PartCrafter - NU United Bytes open source single figure 3D generated models
PartCrafter is an advanced 3D generative model, jointly proposed by Peking University, ByteDance and Carnegie Mellon University. It can generate multiple semantically explicit and geometrically diverse 3D mesh parts from a single RGB image at once. The models are modeled through a combinatorial potential space and...
GigaWorld-0 - GigaVision open source world modeling framework
GigaWorld-0 is the open source world modeling framework of domestic Embodied Intelligence startup GigaAI, mainly used to solve the data bottleneck problem in the field of Embodied Intelligence (Embodied AI). Efficiently generating high-quality, diverse and physically realistic training data, push...

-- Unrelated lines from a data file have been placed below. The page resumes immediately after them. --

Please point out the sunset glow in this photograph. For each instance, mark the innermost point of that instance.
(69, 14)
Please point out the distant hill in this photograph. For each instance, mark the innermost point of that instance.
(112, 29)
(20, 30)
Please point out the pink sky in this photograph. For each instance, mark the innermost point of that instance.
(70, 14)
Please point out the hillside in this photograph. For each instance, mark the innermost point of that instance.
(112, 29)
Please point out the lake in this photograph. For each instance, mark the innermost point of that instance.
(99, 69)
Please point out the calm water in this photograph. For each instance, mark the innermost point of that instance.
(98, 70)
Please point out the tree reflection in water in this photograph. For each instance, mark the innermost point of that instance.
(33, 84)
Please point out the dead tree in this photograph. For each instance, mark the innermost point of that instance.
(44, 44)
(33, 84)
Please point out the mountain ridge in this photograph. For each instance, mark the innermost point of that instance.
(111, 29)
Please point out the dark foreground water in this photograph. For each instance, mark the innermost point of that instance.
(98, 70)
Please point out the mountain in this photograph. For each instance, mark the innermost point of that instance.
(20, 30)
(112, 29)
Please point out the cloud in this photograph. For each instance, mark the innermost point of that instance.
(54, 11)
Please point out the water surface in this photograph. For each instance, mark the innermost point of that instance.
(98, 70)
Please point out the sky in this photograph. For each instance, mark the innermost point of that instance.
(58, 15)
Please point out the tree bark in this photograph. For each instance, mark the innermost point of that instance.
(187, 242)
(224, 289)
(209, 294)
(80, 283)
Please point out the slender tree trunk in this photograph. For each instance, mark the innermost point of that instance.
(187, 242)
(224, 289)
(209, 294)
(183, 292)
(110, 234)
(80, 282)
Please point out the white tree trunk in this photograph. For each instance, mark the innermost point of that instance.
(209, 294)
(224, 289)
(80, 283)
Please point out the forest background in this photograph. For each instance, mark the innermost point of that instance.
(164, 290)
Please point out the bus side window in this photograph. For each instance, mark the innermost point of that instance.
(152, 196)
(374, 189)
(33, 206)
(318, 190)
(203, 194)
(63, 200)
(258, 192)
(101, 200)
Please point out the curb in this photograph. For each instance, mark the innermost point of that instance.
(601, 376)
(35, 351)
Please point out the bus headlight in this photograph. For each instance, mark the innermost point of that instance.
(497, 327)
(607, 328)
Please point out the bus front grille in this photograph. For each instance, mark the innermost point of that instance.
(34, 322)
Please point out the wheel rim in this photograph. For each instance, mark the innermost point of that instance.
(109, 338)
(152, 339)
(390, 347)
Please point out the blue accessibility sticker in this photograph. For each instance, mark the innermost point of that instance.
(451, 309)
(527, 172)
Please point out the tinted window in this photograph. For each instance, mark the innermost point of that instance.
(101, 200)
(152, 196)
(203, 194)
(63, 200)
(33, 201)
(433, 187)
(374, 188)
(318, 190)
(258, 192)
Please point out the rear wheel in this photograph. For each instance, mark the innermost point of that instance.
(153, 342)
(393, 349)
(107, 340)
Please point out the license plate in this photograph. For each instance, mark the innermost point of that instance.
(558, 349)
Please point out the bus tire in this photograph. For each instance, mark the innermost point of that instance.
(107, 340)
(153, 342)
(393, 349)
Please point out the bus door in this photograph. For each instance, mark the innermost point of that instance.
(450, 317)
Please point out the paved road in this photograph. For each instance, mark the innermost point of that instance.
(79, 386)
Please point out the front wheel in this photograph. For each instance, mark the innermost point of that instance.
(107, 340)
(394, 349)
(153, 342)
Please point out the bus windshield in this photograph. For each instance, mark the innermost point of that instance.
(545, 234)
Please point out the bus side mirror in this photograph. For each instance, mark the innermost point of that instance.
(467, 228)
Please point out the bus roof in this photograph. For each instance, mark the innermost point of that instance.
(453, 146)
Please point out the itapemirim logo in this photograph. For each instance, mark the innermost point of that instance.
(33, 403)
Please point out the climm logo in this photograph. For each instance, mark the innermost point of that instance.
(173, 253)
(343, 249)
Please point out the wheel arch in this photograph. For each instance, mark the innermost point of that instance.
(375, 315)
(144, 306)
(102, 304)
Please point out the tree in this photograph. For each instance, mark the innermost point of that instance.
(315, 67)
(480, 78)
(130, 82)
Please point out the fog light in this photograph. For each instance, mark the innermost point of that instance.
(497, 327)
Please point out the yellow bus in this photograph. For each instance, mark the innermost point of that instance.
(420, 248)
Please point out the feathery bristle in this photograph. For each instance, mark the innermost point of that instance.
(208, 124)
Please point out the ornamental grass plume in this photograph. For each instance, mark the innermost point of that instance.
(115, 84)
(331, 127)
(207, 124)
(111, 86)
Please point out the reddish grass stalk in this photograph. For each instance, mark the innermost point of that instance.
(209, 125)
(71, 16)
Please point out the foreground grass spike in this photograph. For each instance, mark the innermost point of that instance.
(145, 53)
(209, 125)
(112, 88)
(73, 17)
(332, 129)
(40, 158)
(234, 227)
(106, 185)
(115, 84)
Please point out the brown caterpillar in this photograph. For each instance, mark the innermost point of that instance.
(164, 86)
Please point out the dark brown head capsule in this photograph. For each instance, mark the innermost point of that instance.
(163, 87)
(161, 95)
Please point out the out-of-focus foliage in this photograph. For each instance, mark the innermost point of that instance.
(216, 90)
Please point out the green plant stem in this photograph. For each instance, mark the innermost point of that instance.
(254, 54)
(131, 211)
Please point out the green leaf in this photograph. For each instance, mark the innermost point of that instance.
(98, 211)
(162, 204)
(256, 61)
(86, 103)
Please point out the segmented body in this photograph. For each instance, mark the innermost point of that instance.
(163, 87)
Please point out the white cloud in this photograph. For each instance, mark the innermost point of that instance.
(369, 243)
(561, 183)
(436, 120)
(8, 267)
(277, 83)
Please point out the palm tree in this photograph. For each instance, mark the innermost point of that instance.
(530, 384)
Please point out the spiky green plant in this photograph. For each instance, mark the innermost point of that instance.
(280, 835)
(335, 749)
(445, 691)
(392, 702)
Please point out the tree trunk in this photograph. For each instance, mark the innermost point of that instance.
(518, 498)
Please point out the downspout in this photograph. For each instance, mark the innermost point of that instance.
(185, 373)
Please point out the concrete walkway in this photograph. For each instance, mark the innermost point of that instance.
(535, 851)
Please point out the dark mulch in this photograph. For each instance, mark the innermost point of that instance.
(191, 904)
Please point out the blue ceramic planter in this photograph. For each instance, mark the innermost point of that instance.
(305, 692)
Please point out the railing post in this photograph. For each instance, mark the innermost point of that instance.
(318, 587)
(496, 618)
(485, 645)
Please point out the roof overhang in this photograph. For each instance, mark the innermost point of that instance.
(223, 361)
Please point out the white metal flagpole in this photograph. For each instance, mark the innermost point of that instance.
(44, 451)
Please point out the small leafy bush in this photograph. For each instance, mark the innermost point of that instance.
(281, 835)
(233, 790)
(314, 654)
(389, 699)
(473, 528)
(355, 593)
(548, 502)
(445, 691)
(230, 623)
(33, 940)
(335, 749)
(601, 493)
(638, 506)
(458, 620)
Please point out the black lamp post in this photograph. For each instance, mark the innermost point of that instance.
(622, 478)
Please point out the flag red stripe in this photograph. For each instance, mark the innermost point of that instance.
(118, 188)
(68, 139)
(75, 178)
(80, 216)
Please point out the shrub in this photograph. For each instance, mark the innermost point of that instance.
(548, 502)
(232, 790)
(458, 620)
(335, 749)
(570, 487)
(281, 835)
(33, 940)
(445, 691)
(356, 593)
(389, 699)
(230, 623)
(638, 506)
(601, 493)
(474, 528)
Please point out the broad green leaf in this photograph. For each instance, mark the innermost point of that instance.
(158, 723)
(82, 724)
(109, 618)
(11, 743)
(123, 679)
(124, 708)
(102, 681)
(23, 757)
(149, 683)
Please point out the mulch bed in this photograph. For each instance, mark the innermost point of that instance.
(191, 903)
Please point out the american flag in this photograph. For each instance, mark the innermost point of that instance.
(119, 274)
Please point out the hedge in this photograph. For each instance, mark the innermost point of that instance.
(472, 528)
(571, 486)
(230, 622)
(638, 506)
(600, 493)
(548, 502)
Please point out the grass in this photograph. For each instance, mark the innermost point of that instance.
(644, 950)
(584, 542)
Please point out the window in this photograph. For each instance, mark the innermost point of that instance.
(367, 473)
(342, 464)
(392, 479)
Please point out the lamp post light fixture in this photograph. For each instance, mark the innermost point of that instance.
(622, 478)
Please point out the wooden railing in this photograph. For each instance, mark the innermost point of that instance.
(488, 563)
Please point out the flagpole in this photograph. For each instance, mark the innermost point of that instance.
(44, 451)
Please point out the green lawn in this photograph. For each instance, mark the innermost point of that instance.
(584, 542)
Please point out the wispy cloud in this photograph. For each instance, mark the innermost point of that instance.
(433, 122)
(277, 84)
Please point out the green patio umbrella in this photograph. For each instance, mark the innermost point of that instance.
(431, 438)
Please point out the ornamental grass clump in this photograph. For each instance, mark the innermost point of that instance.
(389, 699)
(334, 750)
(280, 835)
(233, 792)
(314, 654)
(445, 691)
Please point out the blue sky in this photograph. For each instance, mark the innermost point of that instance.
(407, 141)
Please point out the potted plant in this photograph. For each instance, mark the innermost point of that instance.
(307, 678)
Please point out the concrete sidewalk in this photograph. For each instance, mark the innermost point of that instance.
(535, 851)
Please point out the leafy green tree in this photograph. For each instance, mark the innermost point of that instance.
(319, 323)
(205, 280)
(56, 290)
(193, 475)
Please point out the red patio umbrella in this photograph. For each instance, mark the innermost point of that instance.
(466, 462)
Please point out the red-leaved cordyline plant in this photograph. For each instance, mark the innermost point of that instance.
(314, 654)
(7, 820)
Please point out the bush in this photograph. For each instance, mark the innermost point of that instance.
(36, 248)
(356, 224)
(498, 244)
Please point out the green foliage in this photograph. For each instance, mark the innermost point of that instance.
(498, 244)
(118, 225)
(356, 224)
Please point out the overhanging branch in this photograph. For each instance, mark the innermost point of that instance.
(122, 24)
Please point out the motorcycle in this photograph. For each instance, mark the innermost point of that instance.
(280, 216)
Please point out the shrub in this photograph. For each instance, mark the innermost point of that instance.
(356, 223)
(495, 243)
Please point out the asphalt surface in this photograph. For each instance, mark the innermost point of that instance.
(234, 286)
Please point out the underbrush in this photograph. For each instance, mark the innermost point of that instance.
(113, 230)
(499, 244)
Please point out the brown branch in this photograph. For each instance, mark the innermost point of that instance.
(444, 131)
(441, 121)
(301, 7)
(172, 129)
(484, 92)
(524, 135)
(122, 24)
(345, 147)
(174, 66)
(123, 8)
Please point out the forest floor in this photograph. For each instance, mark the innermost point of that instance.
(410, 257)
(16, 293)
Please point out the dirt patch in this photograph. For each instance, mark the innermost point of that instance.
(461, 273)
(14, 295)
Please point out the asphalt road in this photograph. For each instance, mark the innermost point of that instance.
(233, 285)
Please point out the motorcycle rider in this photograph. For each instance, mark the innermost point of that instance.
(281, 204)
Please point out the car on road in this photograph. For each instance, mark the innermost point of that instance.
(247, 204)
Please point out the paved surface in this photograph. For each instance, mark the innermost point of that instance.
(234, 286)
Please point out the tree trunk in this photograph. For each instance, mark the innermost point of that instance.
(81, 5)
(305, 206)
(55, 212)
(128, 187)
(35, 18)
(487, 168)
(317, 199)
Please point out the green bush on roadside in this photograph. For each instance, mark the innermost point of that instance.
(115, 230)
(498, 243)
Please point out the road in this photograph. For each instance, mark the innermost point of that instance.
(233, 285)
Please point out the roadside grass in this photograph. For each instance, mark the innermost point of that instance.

Mistral 3 - Mistral AI Releases Open Source's Newest Series of Multimodal Large Models
Mistral 3 is the latest multimodal large model series released as open source by Mistral AI, including the flagship model Mistral Large 3 (675B total parameters) and the lighter version of the Ministral series (3B/8B/14B), both supporting image understanding...
Vidi2 - ByteHop's open source multimodal video understanding and generation of large models
Vidi2 is a second-generation multimodal video understanding and generation big model open-sourced by ByteDance, focusing on video content understanding, analysis and creation. It supports joint input of text, video, and audio modalities, and can simultaneously understand picture content, sound information, and natural language commands to achieve cross-modal interaction and push...
Alpamayo-R1 - NVIDIA's Open Source Vision-Language-Action Model with Reasoning Capabilities
Alpamayo-R1 is a NVIDIA-developed Vision-Language-Action (VLA) model with reasoning capability, designed to enhance the decision-making capability of autonomous driving in complex scenarios. By introducing a causal chain reasoning mechanism, the vehicle is able to analyze scene causality (e.g., "cause before...
Ovis-Image - Ali AIDC-AI team's open source Vincentian graph model
Ovis-Image is a 7 billion parameter text-generated graph model open-sourced by the AIDC-AI team of Alibaba International Digital Commerce Group, focusing on high-quality text rendering. Based on Ovis-U1 architecture, it inherits the advanced visual decoder and bi-directional Token refiner ...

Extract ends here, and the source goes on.